1) We use a cassandra as our main analytics database since it can handle a lot of traffic for writes. Since it is write optimized, it is a lot better than a relational database since relational databases use b-trees and will have slower writes
2) Since we do sharding - we have to keep in mind that we cannot join easily. Since we dont really need to join any data, it is a good choice for us.
3) Since we do read replicas - we need to keep in mind the delay in updating the replicas. Since we have a cache that we update and since the first write is returned optimistically. it should be covered.
4) Since we have a few nodes/shards/replicas we need to know how to manage this system. A tool like Kubernetes, can be used to make sure our nodes are up and running.
Failure scenarios/bottlenecks
1) The load balancer is a bottleneck and could fail. We will have a backup loads balancer who is passive. Traffic will be redirected to it in case the main load balancer fails
2) Nodes in the database and caches could fail. Since we are using Kubernetes, we rely on it to bring them back up.
3) Servers running the services could fail. Again, we rely on Kubernetes/or other orchestration software to revive the services.
3) We rely on Kubernetes and it could fail.
4) When a node in the Redis cluster fails, we could get a lot of cache misses. Since we use consistent hashing, we only get a minimal amount of keys that get affected since they are split in between the nodes and virtual nodes
5) Some database nodes could get too much traffic/data if the sharding is not done properly - a hot spot. We have to monitor this so that we can improve our key distribution. Sharding the large node should be enough to fix the issue temporarily.
Future improvements
1) Adding availability zones like east and west coast. Adding data centres in multiple continents to get closer to users. This can reduce the load of the system since we balance the load among regions. Doing this also improves availability since now even if datacenters or availability zones are down, we can redirect to other regions.

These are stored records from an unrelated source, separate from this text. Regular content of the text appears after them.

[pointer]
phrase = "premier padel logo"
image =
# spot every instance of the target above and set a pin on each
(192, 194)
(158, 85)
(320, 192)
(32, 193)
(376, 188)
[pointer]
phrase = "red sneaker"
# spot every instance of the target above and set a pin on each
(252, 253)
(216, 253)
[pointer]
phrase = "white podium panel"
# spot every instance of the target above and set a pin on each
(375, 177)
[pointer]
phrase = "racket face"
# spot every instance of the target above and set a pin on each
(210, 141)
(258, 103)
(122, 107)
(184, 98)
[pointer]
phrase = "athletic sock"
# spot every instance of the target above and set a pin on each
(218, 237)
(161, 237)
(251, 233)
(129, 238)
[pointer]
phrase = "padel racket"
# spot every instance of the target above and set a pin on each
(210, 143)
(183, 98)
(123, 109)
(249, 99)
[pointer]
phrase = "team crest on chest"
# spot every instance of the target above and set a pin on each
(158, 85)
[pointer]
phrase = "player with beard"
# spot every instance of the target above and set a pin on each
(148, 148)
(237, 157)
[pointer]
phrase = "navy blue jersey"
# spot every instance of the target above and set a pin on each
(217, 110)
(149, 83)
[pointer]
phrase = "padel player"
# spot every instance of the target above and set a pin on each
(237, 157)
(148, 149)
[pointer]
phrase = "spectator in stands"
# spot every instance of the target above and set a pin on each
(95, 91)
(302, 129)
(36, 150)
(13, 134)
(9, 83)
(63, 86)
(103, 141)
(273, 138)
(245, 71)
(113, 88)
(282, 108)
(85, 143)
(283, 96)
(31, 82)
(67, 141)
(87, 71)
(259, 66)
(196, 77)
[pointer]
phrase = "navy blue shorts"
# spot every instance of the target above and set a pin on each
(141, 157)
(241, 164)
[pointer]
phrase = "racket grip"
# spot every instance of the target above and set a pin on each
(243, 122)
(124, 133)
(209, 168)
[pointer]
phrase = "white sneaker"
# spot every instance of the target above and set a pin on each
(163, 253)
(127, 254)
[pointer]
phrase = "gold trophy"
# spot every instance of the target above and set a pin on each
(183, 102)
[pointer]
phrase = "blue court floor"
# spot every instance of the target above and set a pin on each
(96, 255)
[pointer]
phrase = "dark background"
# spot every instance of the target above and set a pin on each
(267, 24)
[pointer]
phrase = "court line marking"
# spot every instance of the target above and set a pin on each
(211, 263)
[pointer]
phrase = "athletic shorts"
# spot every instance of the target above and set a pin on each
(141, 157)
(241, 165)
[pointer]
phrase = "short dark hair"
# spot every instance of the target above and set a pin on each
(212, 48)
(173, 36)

2) Improved algorithms when generating shortened URLS. Since currently we hash it our selves. There is no causality, it is hard to order the shortened URLs. For this we can use a technique like SnowFlake which integrates some of the bits in the returned value so we are able to have some order.
3) Using Terraform to manage the whole system. Since now there are a lot of moving parts, we need to use something that can make managing our system easier.
4) Using Redis Sentinel to manage our cache clusters can help us handle failure events.
5) We also need to discuss how our databases handle partition events. Like in primary/secondary where have promote a secondary node to a primary. Voting mechanisms to who should be the new primary. How data is replicated among nodes. So we can gracefully recover from the backups/replicas.